62 N.J.L. 664 | N.J. | 1899
The opinion of the court was delivered by
The assignment of errors in this case is solely directed to the refusal of the Supreme Court to quash an indictment removed into that court by a certiorari to the Monmouth County Sessions.
An examination of the so-called record returned with this writ of error discloses that the Supreme Court denied the motion to quash the indictment and ordered the record brought before it by the certiorari, to be remitted to the Sessions, to be proceeded in according to law.
By the provisions of section 6 of the Certiorari act (Gen. Stat., p. 368) the Supreme Court had authority, at its discretion, either to retain the record for trial in the proper Circuit Court or to remit the record to the court from which it was removed, to be there proceeded on.
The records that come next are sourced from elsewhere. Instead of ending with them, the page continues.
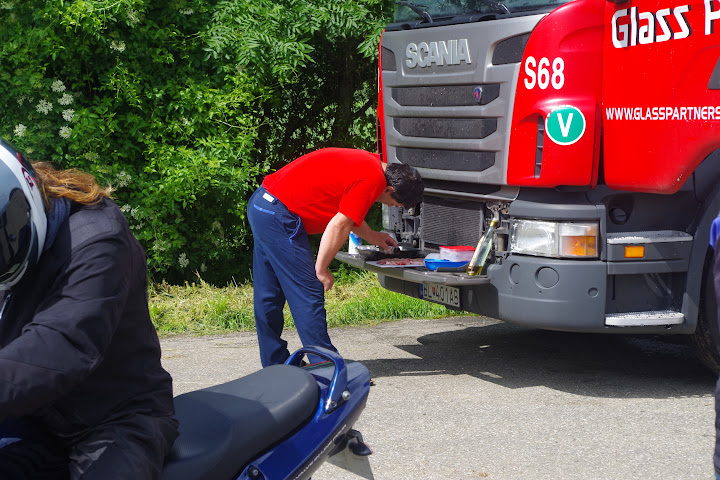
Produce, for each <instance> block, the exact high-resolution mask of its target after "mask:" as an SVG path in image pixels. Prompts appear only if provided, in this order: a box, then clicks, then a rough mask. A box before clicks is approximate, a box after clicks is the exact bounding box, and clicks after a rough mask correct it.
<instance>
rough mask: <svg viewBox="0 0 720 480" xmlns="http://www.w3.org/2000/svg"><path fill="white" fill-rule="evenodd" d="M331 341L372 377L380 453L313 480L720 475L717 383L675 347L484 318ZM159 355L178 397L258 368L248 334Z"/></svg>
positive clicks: (367, 442) (294, 339) (294, 347)
mask: <svg viewBox="0 0 720 480" xmlns="http://www.w3.org/2000/svg"><path fill="white" fill-rule="evenodd" d="M330 336H331V338H332V339H333V343H334V344H335V345H336V346H337V347H338V349H339V350H340V353H342V354H343V356H345V357H346V358H348V359H353V360H358V361H361V362H362V363H363V364H364V365H366V366H367V367H368V369H369V370H370V373H371V375H372V377H373V379H374V381H375V386H373V387H371V389H370V397H369V400H368V404H367V408H366V409H365V411H364V412H363V414H362V416H361V417H360V420H359V421H358V423H357V424H356V428H357V429H359V430H360V431H361V432H362V433H363V436H364V438H365V440H366V442H367V443H368V444H369V445H370V447H371V448H372V449H373V451H374V453H373V455H371V456H370V457H367V459H355V460H356V461H355V462H354V463H353V464H352V465H350V467H351V468H353V470H354V471H355V472H356V473H349V472H348V471H346V470H344V469H342V468H340V467H338V466H336V465H333V464H330V463H326V464H325V465H324V466H323V467H322V468H321V469H320V470H319V471H318V472H317V473H316V474H315V475H314V476H313V479H314V480H354V479H361V478H369V479H377V480H386V479H392V480H402V479H413V480H414V479H423V480H433V479H444V480H445V479H453V480H455V479H461V480H465V479H481V478H487V479H493V480H515V479H528V480H542V479H552V480H571V479H583V480H585V479H612V480H615V479H617V480H621V479H622V480H631V479H638V480H646V479H673V480H683V479H688V480H698V479H708V480H709V479H711V478H713V469H712V452H713V448H714V438H715V430H714V418H715V415H714V408H713V405H714V397H713V389H714V384H715V377H714V376H713V375H711V374H710V373H709V372H707V371H706V370H705V369H704V368H703V367H702V365H701V364H700V363H699V362H698V361H697V360H696V359H695V358H694V357H693V355H692V351H691V350H690V349H689V348H688V347H686V346H685V345H684V344H682V343H681V342H680V341H677V340H667V339H662V338H659V337H625V336H609V335H584V334H571V333H561V332H550V331H540V330H532V329H528V328H524V327H518V326H514V325H510V324H504V323H499V322H496V321H494V320H490V319H486V318H482V317H470V318H465V317H463V318H451V319H443V320H402V321H398V322H392V323H386V324H382V325H377V326H372V327H349V328H337V329H333V330H331V332H330ZM286 338H287V339H288V341H289V342H290V346H291V347H292V348H297V347H299V346H300V344H299V341H298V339H297V336H296V335H295V332H294V331H290V332H286ZM162 346H163V364H164V365H165V368H166V369H167V370H168V371H170V373H171V374H172V375H173V377H174V379H175V393H176V394H179V393H183V392H186V391H189V390H193V389H196V388H201V387H205V386H209V385H213V384H216V383H220V382H223V381H227V380H230V379H232V378H235V377H237V376H240V375H244V374H247V373H251V372H253V371H255V370H257V369H259V368H260V363H259V359H258V358H259V357H258V350H257V342H256V338H255V335H254V334H249V333H238V334H234V335H226V336H212V337H190V336H181V337H173V338H166V339H163V340H162ZM342 462H343V459H342V458H340V459H338V460H337V462H336V463H342Z"/></svg>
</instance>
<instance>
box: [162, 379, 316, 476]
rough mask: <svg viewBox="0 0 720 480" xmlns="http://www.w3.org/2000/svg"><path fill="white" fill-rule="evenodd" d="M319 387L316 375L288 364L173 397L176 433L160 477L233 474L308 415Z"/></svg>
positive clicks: (285, 434)
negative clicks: (164, 465)
mask: <svg viewBox="0 0 720 480" xmlns="http://www.w3.org/2000/svg"><path fill="white" fill-rule="evenodd" d="M319 401H320V392H319V388H318V385H317V383H316V381H315V378H314V377H313V376H312V375H311V374H310V373H308V372H307V371H305V370H303V369H301V368H298V367H294V366H290V365H273V366H270V367H267V368H264V369H262V370H259V371H257V372H255V373H252V374H250V375H247V376H245V377H242V378H239V379H237V380H232V381H230V382H227V383H223V384H221V385H216V386H213V387H209V388H204V389H202V390H196V391H193V392H188V393H184V394H182V395H178V396H177V397H175V400H174V402H175V416H176V417H177V419H178V421H179V422H180V427H179V430H180V435H179V436H178V438H177V439H176V440H175V443H174V444H173V447H172V449H171V451H170V453H169V454H168V456H167V457H166V458H165V466H164V468H163V473H162V476H161V480H180V479H182V480H190V479H198V480H200V479H228V478H235V476H236V475H237V474H239V473H240V472H241V471H242V469H243V468H244V467H245V466H246V465H247V464H248V463H249V462H250V461H251V460H252V459H253V458H255V457H257V456H258V455H259V454H261V453H263V452H264V451H266V450H268V449H269V448H270V447H272V446H274V445H276V444H277V443H279V442H280V441H281V440H283V439H284V438H286V437H288V436H289V435H290V434H291V433H293V432H294V431H295V430H297V429H298V428H299V427H300V426H302V425H303V424H304V423H306V422H307V421H308V420H310V419H311V418H312V416H313V414H314V413H315V411H316V409H317V408H318V405H319Z"/></svg>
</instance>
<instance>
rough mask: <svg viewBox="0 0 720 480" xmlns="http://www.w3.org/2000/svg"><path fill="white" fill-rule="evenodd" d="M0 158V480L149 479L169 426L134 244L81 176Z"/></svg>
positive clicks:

The motion to quasli is one addressed to the discretion of the court and not ex debito justitice. State v. Hageman, 1 Gr. 314; State v. Dayton, 3 Zab. 49; Proctor v. State, 26 Vroom 472.
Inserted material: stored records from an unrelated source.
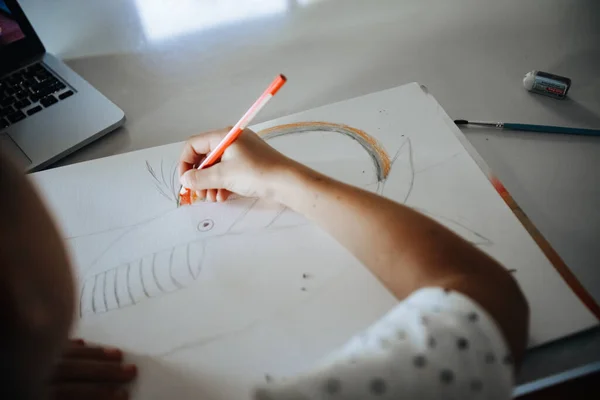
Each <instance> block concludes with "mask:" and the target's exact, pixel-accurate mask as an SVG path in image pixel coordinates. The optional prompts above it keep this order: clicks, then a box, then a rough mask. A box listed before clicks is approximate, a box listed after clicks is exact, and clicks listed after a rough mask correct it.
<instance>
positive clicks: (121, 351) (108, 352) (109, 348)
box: [103, 347, 123, 357]
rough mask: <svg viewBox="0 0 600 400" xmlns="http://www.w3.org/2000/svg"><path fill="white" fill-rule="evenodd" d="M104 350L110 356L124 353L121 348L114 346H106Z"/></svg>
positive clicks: (112, 355)
mask: <svg viewBox="0 0 600 400" xmlns="http://www.w3.org/2000/svg"><path fill="white" fill-rule="evenodd" d="M103 350H104V354H106V355H107V356H110V357H121V355H123V352H122V351H121V350H119V349H117V348H114V347H106V348H104V349H103Z"/></svg>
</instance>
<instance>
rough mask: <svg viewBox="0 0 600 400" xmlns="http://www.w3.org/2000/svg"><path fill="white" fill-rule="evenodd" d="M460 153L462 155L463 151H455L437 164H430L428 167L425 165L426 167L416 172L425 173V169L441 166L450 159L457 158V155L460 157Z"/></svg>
mask: <svg viewBox="0 0 600 400" xmlns="http://www.w3.org/2000/svg"><path fill="white" fill-rule="evenodd" d="M460 155H461V153H460V152H458V153H454V154H452V155H451V156H450V157H448V158H446V159H444V160H442V161H439V162H436V163H435V164H432V165H428V166H427V167H424V168H422V169H420V170H418V171H415V173H416V174H420V173H423V172H425V171H429V170H430V169H435V168H437V167H440V166H442V165H444V164H446V163H447V162H448V161H451V160H452V159H454V158H456V157H458V156H460Z"/></svg>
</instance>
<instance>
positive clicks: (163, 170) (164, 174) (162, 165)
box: [160, 159, 167, 185]
mask: <svg viewBox="0 0 600 400" xmlns="http://www.w3.org/2000/svg"><path fill="white" fill-rule="evenodd" d="M163 164H164V162H163V160H162V159H161V160H160V176H161V177H162V178H163V183H164V184H165V185H166V184H167V180H166V179H165V169H164V166H163Z"/></svg>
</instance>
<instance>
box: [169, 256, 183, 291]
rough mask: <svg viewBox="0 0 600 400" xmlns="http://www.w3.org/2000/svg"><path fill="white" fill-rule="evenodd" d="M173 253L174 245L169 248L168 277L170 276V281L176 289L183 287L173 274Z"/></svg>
mask: <svg viewBox="0 0 600 400" xmlns="http://www.w3.org/2000/svg"><path fill="white" fill-rule="evenodd" d="M174 255H175V247H173V248H172V249H171V255H170V256H169V277H170V278H171V282H173V285H175V286H177V288H178V289H183V287H184V286H183V285H182V284H181V283H179V282H178V281H177V280H176V279H175V277H174V276H173V256H174Z"/></svg>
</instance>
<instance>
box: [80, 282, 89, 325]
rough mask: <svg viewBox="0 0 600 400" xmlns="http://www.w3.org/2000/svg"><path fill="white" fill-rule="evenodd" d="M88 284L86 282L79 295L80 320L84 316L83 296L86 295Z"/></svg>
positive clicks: (84, 283)
mask: <svg viewBox="0 0 600 400" xmlns="http://www.w3.org/2000/svg"><path fill="white" fill-rule="evenodd" d="M87 285H88V282H87V281H85V282H84V283H83V286H82V287H81V292H80V293H79V318H81V317H82V316H83V294H84V293H85V288H86V287H87Z"/></svg>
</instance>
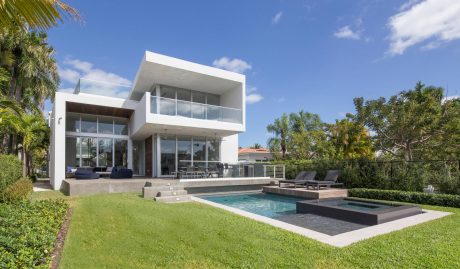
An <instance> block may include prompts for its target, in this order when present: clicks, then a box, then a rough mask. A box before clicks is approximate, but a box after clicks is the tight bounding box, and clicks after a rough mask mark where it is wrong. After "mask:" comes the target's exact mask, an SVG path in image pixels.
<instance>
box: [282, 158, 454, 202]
mask: <svg viewBox="0 0 460 269" xmlns="http://www.w3.org/2000/svg"><path fill="white" fill-rule="evenodd" d="M330 169H339V170H341V171H342V174H341V177H340V180H341V182H343V183H344V184H345V186H347V187H348V188H377V189H394V190H404V191H423V188H426V186H427V185H433V186H434V187H435V190H436V191H437V192H440V193H449V194H460V160H422V161H364V160H357V161H303V162H302V161H301V162H290V163H287V164H286V176H287V177H288V178H293V177H295V175H296V174H297V173H298V172H300V171H302V170H314V171H317V172H318V174H317V179H321V178H322V177H324V175H325V173H326V171H327V170H330Z"/></svg>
It is not presented in this case and no opinion is expressed thereon, for the case before us shows that there is nothing on which this court can act.
A writ of error cannot be sued out until final judgment. Cooper v. Vanderveer, 18 Vroom 178.
When a writ of error removed a judgment of a Circuit Court into the Supreme Court, the judgment of the latter court reversing that of the Circuit Court and remitting the cause for further proceedings according to law, has been held by us to be a final judgment, reviewable by writ of error, on the grounds thát by the writ of error a new suit was instituted, the judgment wherein was final, and that the substantial matter involved was the legality of the original judgment, which was a final judgment. Lee v. Heath, 32 Vroom 250.
When the Supreme Court, by virtue of its superintending power over inferior courts, brings, by certiorari, into it the proceedings of an inferior court upon an indictment, it has the option, at its discretion, to retain the cause and proceed to a final disposition of the issues presented, or to remit the proceedings to the inferior court. Gen. Stat., p. 368.
Had the Supreme Court retained the cause now before us, it is obvious that no final judgment could have been reached until the accused had been convicted and sentenced or acquitted and discharged by that court. It is equally plain that, after the exercise of its option of remitting the proceedings to the Sessions, no final judgment in the cause could have been reached until a similar result had been reached in that court. A certiorari in such cases is not the institution of a new suit, nor does it bring in question any final judgment.
The result is that this writ was prematurely issued and must be dismissed.